De ahí entonces que nuestros días de
confinamiento, idénticos desde un inicio, parezcan todos el mismo día: uno
solo, largo y uniforme, que por obra de magia nos ha transportado, con sus 24
únicas horas, a otro momento del año en el que aquel supermercado que ayer
vendía chocolates y conejos para celebrar las pascuas, hoy nos reciba con
motivos anaranjados para acurrucarnos en casa y prepararnos para el viento y la
hojarasca, sin haber pasado por el sol y la fiesta acuática del verano. ¿A
dónde se fue el tiempo?
La reflexión del novelista, que se
extiende y va ampliándose a lo largo de ese monumento literario que es La
montaña mágica, concluye diciendo que la solución a este engaño, a esta
percepción similar a la de haber atravesado por un túnel del tiempo, puede hallarse
en la inserción de nuevas costumbres a esa monotonía; lo único que según él —o
su narrador— puede vivificarnos y refrescar nuestra percepción del tiempo para
lograr “una mayor lentitud de nuestra experiencia del tiempo”. Y hay razón en
ello pues ¿cuántas horas plenas de actividades o de tránsito (un viaje, por
ejemplo) no parecen estirarse y darnos la impresión de días u horas más dúctiles,
y todo a consecuencia de apenas una cuantas transcurridas a bordo de un avión, un
tren o inclusive un coche que nos han alejado del hogar y nos han puesto bajo
otro cielo y otro clima que hacen parecer los de esa misma mañana al salir de
casa —ya convertidos en recuerdo— en meros sueños o evocaciones.

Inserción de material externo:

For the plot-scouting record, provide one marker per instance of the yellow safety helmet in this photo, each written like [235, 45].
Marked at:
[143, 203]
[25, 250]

En su libro Los errantes, la escritora
polaca, Olga Tokarczuk, refiere algo curioso al describir el trayecto de un avión que despega de Irkutsk a las ocho de la mañana y aterriza en Moscú a las
ocho de la mañana del mismo día: “Se permanece en un mismo momento, en un Ahora
tan inmenso… el tiempo transcurre en el interior del avión, pero no se filtra
al exterior”.
Este año, como sea, va pareciendo ya
tarde para reinventarnos en nuestra manera de existir más conscientemente en
nuestra propia línea del tiempo. Estos meses han sido ladrones de vidas, pues,
tantas se han perdido; pero también han sido hábiles ladrones del tiempo, pues
a pesar de que objetivamente ese tiempo ha sido nuestro y hemos podido tenerlo
y disfrutar de él, nuestra percepción —como decía antes— siempre subjetiva, parece
sugerir lo contrario. Toda una lección para que llegado el día en que la
posibilidad de estirarlo y llenarlo nos sea devuelta, seamos más consciente de
su transcurso, y junto con ello, más capaces de renovar nuestro sentimiento de
la vida en general.
Viéndolo así, qué somos sino la expresión más viva y física del tiempo, sus depositarios.